US & Global Market Summary
US Market: 8/24/20 - 8/28/20
- Major stocks indices wrapped up another strong week as the Dow Jones Industrial Average reached positive territory for the first time since late February.
- The week also marked the S&P 500′s first five-week winning streak since late 2019 and the longest run for the Nasdaq since a six-week win streak that ended in January.
- The Federal Reserve unveiled a major policy shift on Thursday allowing inflation and employment to run higher to continue to support the economy. The move indicates that interest rates are likely to stay near zero for a long period of time.
- U.S. consumer spending rose 1.9% in July, topping a Reuters forecast of a 1.5% gain. Personal income was also stronger than expected, rising 0.4% while economists had forecast a drop of 0.2%.
- The Trump administration is reportedly fast-tracking a Covid-19 vaccine prior to US election and The US Food and Drug Administration issued an emergency use authorization for convalescent plasma — blood plasma taken from coronavirus survivors — to treat the virus.
Normalized Factor Returns: Axioma US Equity Risk Model (AXUS4-MH)
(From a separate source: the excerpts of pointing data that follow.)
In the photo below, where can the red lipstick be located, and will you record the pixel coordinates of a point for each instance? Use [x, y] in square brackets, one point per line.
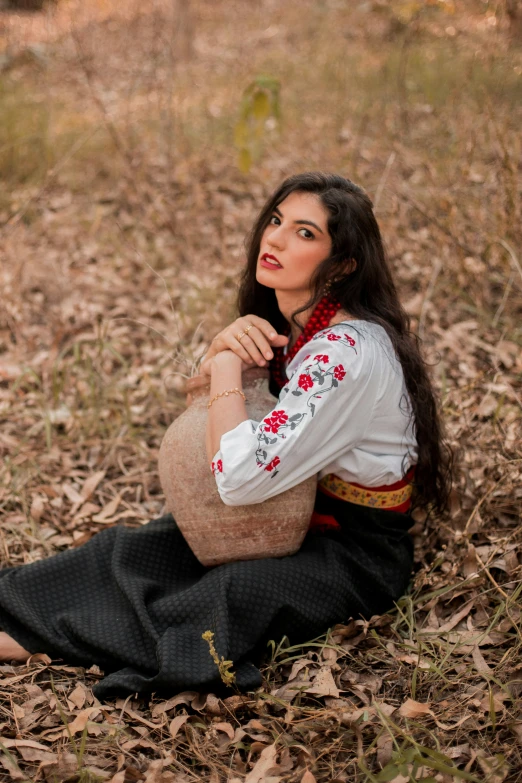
[269, 261]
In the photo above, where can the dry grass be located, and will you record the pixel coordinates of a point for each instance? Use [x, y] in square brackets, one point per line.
[123, 214]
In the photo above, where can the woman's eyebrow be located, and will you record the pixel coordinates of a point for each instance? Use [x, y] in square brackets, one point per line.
[301, 222]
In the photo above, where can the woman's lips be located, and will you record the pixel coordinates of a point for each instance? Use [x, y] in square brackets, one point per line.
[270, 262]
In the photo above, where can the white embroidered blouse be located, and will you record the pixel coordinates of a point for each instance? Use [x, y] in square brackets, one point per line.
[344, 410]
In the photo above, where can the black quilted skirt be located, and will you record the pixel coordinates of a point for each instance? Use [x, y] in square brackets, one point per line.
[136, 601]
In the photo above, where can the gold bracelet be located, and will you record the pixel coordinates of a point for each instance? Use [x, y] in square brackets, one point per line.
[225, 394]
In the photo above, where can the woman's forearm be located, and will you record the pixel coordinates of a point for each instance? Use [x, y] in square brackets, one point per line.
[225, 413]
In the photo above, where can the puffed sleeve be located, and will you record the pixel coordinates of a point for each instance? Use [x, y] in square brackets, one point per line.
[322, 412]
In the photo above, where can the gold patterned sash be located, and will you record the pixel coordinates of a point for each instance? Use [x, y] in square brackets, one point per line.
[393, 497]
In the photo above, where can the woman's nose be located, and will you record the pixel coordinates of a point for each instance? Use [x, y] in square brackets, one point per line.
[275, 238]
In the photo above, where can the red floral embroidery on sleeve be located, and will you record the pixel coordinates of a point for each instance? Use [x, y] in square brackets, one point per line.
[319, 375]
[272, 464]
[217, 467]
[305, 382]
[275, 421]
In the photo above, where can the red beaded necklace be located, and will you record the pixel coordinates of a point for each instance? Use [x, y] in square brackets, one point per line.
[320, 319]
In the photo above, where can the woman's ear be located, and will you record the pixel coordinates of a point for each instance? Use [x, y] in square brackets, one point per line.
[349, 266]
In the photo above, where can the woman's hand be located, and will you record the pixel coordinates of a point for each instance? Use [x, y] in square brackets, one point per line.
[255, 347]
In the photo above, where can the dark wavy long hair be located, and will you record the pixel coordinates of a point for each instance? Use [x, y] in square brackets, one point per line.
[367, 293]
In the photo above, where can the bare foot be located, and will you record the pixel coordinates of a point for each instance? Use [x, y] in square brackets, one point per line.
[11, 650]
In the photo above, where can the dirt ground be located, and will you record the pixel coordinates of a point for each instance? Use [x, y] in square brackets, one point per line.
[125, 197]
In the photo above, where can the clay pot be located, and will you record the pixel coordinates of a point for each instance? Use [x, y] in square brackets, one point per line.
[217, 533]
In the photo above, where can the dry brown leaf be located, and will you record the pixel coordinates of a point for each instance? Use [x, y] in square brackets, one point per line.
[32, 754]
[17, 744]
[77, 697]
[266, 761]
[108, 511]
[79, 723]
[187, 697]
[227, 728]
[413, 709]
[457, 617]
[384, 748]
[324, 684]
[91, 483]
[480, 662]
[135, 716]
[176, 724]
[416, 660]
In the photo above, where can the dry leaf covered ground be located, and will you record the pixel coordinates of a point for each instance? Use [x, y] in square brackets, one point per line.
[122, 215]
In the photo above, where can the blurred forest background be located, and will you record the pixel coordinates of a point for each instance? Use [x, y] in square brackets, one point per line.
[137, 142]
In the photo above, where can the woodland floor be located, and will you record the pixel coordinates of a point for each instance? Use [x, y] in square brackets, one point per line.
[122, 219]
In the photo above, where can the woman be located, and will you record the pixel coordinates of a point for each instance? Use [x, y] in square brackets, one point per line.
[318, 305]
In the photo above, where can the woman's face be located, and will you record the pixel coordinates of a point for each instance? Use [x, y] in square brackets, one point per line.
[293, 244]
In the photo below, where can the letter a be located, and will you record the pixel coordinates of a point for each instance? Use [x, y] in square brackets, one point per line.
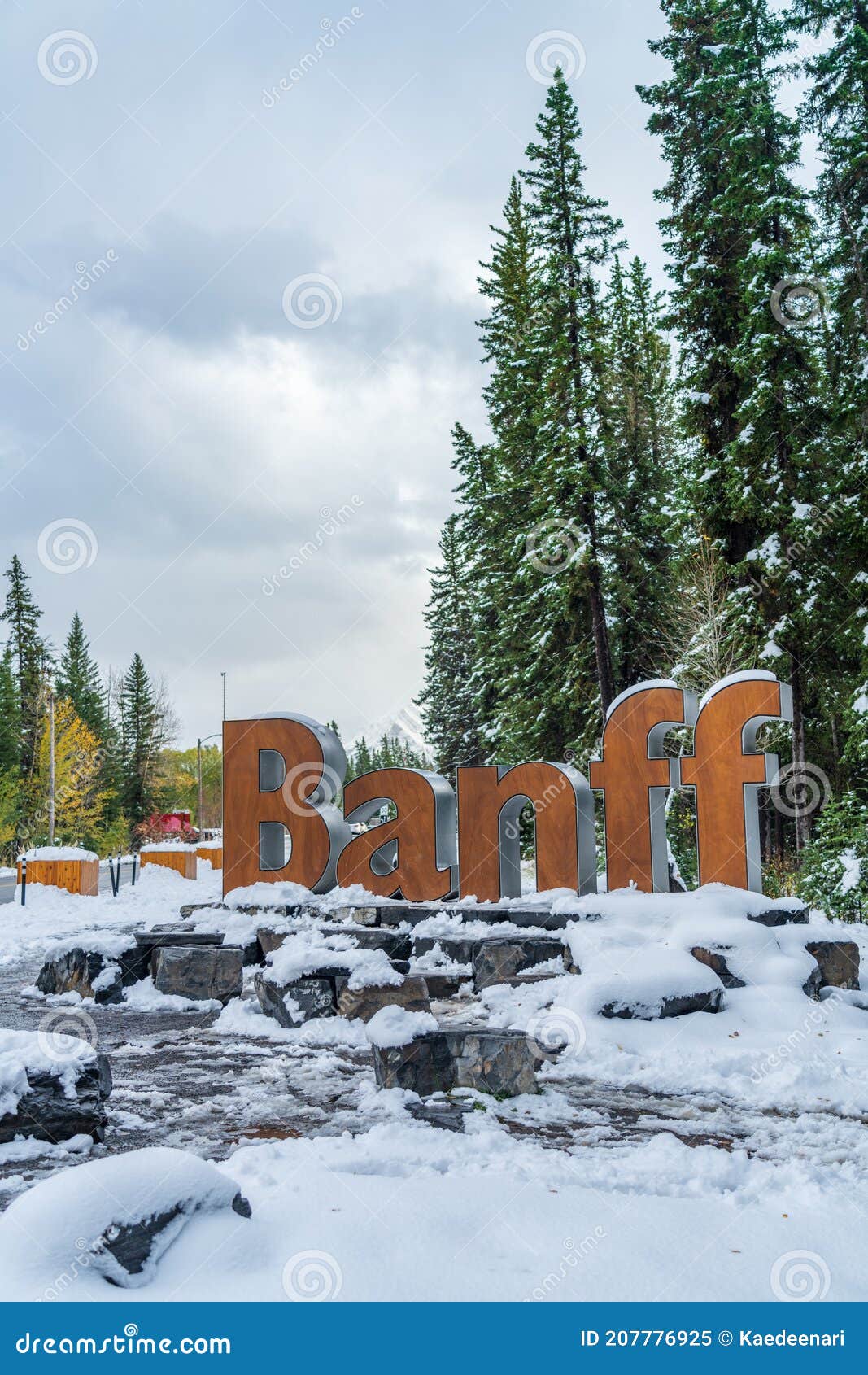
[635, 777]
[728, 773]
[281, 773]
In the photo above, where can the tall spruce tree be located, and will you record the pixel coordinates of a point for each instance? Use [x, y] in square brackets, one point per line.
[141, 743]
[577, 237]
[79, 679]
[836, 111]
[447, 701]
[739, 235]
[31, 657]
[640, 469]
[10, 717]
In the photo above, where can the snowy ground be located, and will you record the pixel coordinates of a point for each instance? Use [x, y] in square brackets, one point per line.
[699, 1157]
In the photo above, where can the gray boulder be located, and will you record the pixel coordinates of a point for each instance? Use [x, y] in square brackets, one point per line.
[125, 1251]
[708, 1000]
[780, 916]
[412, 993]
[77, 971]
[716, 958]
[314, 997]
[198, 971]
[501, 958]
[836, 966]
[468, 1058]
[47, 1113]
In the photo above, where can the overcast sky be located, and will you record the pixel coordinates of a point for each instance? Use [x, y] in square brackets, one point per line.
[193, 424]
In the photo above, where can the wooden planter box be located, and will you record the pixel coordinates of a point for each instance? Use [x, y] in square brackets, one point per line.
[183, 861]
[75, 875]
[212, 853]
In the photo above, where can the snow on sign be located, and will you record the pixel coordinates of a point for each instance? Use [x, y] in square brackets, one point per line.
[284, 771]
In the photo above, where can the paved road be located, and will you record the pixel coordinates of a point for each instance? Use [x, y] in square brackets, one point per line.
[7, 884]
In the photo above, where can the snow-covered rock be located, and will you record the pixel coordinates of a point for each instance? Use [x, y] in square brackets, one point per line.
[107, 1220]
[53, 1086]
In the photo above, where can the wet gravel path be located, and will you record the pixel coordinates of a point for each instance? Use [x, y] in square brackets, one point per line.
[179, 1082]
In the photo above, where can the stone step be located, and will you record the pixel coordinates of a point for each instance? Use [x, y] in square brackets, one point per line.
[200, 971]
[468, 1058]
[326, 993]
[395, 944]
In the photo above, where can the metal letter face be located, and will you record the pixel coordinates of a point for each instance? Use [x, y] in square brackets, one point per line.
[728, 773]
[635, 777]
[490, 801]
[422, 836]
[281, 771]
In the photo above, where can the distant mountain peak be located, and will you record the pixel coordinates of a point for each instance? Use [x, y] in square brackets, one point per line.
[403, 725]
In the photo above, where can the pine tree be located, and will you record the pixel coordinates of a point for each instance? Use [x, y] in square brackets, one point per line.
[640, 470]
[447, 701]
[79, 679]
[31, 659]
[739, 234]
[141, 743]
[577, 237]
[10, 717]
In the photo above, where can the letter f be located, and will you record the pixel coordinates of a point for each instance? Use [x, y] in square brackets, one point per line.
[635, 777]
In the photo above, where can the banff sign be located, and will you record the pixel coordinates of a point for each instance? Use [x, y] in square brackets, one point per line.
[284, 771]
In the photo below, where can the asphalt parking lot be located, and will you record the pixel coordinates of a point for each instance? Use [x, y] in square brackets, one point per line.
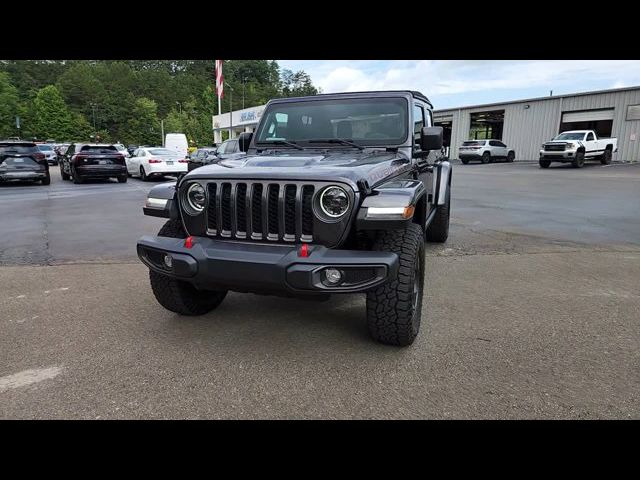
[531, 311]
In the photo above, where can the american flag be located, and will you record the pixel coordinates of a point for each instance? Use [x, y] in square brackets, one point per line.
[219, 79]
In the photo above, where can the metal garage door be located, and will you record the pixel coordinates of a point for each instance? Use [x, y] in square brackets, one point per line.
[587, 116]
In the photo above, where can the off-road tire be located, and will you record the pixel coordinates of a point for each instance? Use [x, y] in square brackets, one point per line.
[438, 229]
[544, 163]
[606, 157]
[394, 309]
[578, 161]
[179, 296]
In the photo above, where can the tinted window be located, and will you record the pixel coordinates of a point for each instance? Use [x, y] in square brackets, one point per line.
[367, 121]
[17, 148]
[95, 149]
[161, 151]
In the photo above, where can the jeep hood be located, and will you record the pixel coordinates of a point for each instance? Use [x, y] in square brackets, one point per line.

- This week’s headliner Volatility also sits at the top of the US factor charts for the third week in a row sharing this week’s biggest normalized gains with Market Sensitivitywhich (just as impressively) continues its march towards positive territory for the seventh consecutive week.
- Rebounding from last week’s dip into negative territory, Size slips back above the mean this week.
- Growth continues its four-week slide towards oversold terrain.
- Momentum saw the biggest normalized loss this week continuing its abrupt reversion since a peak on 8/6.
- US Total Risk (using the Russell 3000 as proxy) declined by 116bps, breaking below levels last seen in mid March.
Normalized Factor Returns: Axioma Worldwide Equity Risk Model (AXWW4-MH)
- Market Sensitivity continues a six-week rally towards positive territory and sits alone atop this week’s leaderboard.
- Size is finally showing some upward pressure after a five-week slide deeper below the mean.
- Growth advanced for the second week but still resides in Oversold territory.
- Profitability’s seven-week march deeper into positive territory came to an abrupt halt this week.
- Momentum was once again the week’s biggest loser continuing its fall from a peak of +2.58 SD on 8/5.
- Global Risk (using the ACWI as proxy) declined by 51bps.